With Martha and Manolo at Sunderland, February 28, 2009
Periodically, Man Yung will ask me: "So, when are you going to write about our trip to Buenos Aires in 2009? Are you ever going to write about it?"

My answer would always be yes....just that I haven't gotten around to it.  2009 became 2010.  2010 became 2011...other posts intervened.  Other trips intervened.  Life intervened...

I wondered what was the real reason for my writer's block.

I recently took another look at the videos and photos and written records we made of that trip.  Amazing stuff!  And I know why I didn't want to write it.

How innocent we were, back then.  And it was merely two years ago! Looking at our fresh smiling faces in all our photographs, I could feel how much more jaded and cynical and snarky we have become since [What? you ask. You weren't jaded and cynical and snarky in 2009?].  Was it Life or was it Tango that did that to us?

No, we are not as we were in 2009.  We've danced with all the milongueros and milongueras we've ever wanted to dance with.  We've gone to all the milongas in Buenos Aires we have ever wanted to go to.  We already have the most wonderful teachers in the world - we wouldn't want to learn from anybody else.  Comme Il Fauts can't get more amazingly gorgeous or interesting, we've seen (and bought) all the pairs that our hearts could possibly desire.  We have even achieved one of the "Holy Grails" of Tango - the opportunity (or opportunities - we have performed several times already, isn't that nuts?) to perform in Buenos Aires - and while it is great, it isn't all that.

I am plagued by the sense that people are tired of reading about what we were up to in Buenos Aires - I could hear them say, "Come on, all you do is eat, dance, hang out with your friends having a great time - isn't there anything new?"

The only thing new,  I guess, is the cynical: some of the people we have encountered in our Tango journey, whom we trusted and considered friends, turned out not to be worthy of either friendship or trust.  Personalities we had admired from afar in Tango have turned out completely unworthy of admiration.
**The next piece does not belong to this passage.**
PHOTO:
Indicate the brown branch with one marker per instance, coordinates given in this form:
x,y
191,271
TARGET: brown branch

But even that isn't really anything new.


No, there isn't anything new.  I think that's what makes it perfect.  That's what makes Tango perfect - not the new, or the innovative, or the fancy and new-fangled and the exciting.  You don't have to escalate - the basics are your shining treasures.  Tango connects us to our feelings and emotions, our hopes and dreams, our successes and failures, our strengths and vulnerabilities.  Tango is love - and humanity. 
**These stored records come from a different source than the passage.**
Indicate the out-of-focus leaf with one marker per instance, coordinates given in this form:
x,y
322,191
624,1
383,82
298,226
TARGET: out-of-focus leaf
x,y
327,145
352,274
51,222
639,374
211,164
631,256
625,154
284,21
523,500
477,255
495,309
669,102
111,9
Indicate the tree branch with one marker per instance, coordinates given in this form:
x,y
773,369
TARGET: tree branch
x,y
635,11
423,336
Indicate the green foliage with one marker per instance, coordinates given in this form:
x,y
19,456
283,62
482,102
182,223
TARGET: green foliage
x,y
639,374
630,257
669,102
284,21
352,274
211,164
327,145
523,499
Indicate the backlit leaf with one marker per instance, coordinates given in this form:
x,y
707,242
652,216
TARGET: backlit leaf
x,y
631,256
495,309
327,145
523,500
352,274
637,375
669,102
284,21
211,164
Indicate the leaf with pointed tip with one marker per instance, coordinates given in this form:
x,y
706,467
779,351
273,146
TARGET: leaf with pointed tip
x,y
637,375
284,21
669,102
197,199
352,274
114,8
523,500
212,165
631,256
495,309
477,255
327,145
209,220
We'd do it - and write about it - all again in a heartbeat.  Despite the ravages of experience, nothing is really old and tired if we can still embrace it with the same innocence. 

2 comments:

Elizabeth Brinton said...

Irene and Man Yung, thanks especially for this one. For all of us who started out so starry eyed and thought everyone was so "nice".
A healthy dose of cynicism seems like a good thing to me now. So many charlatans on every level of tango. But still, you are right, and we can still embrace it all with some innocence, some huge enthusiasm.
And I for one am not one bit tired of hearing about your adventures, especially since you write with such humor and grace.
E

Irene and Man Yung said...

Dear Elizabeth,

Thank you very much for your kind words - you've made our day!

Hope you will enjoy our 2009 adventures - even though we are two years late writing about them!